Saturday 11 July 2015

genesis or æolian dust

The always intriguing Æon magazine invites us to imagine an ecosystem that’s parallel to our own familiarly flourishing one but possibly quite independent—not quite like the writhing, invisible world of microscopic beings that Anton van Leeuwenhoek saw for the first time in the 1670s as this discovery did not have immediately recognisable and world-shattering consequences, since these animalcules seemed to have less to do with the majesty of man than anything imaginable—and along side the life that we know in such a radically different and unorthodox way so as to be completely alien in organisation and expression.
I think there are good indicators that our prejudice is slowly succumbing to surprise and serendipity—the resourcefulness of biology, as the search continues for extra-terrestrial intelligence and we find niches of creeping and reproducing beings in the most unexpected of places, but for all these positive developments, we still could fail if our criteria for thriving only cleaves to what we know and expect.
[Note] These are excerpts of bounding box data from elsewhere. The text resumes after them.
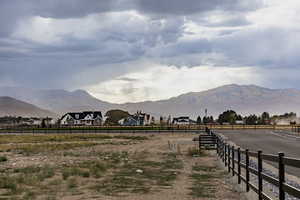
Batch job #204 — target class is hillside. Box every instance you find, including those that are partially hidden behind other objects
[0,97,56,117]
[0,87,113,115]
[0,84,300,118]
[121,85,300,118]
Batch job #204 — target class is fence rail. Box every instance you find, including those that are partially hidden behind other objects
[206,130,300,200]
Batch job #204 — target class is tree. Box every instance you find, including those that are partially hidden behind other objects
[167,115,171,125]
[41,119,46,128]
[150,116,155,125]
[259,112,270,124]
[197,116,201,125]
[245,115,258,125]
[218,110,238,124]
[105,110,130,125]
[209,116,214,123]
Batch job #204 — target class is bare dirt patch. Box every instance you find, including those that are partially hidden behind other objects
[0,134,246,200]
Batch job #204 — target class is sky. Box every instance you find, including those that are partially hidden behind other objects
[0,0,300,103]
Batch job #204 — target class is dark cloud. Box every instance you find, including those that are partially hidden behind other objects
[0,0,300,93]
[135,0,263,15]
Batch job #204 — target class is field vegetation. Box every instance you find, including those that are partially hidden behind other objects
[0,134,244,200]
Of course it would be more exciting and apparent to be confronted with the mute artefacts of an otherworldly civilisation or megafauna lopping across far-away plains—rather than enigmatic crystals, sludge, erosion, curious matter circling the drain, or creatures perpetuated by human belief in numerology or patent medicines and are happy hitchhikers. One concrete example given of a seemingly biogenic phenomena (that may have originated in a genesis before the one that’s our creation narrative or afterwards, like viruses, plasmids and preons that seem to prey on our weaknesses) is in the patina called desert varnish, debated since before the time of Darwin whether vegetable or mineral, of a sheen that forms on the surface of rocks, that’s extremely hydrophobic and contains elements not native to the local environment. The varnish, however, is inchoate, endemic to deserts around the world, from Africa to the Antarctic, and is even that verdigris that was scrapped away by our ancestors to produce the most ancient and enduring petroglyphs as signs that we were here too.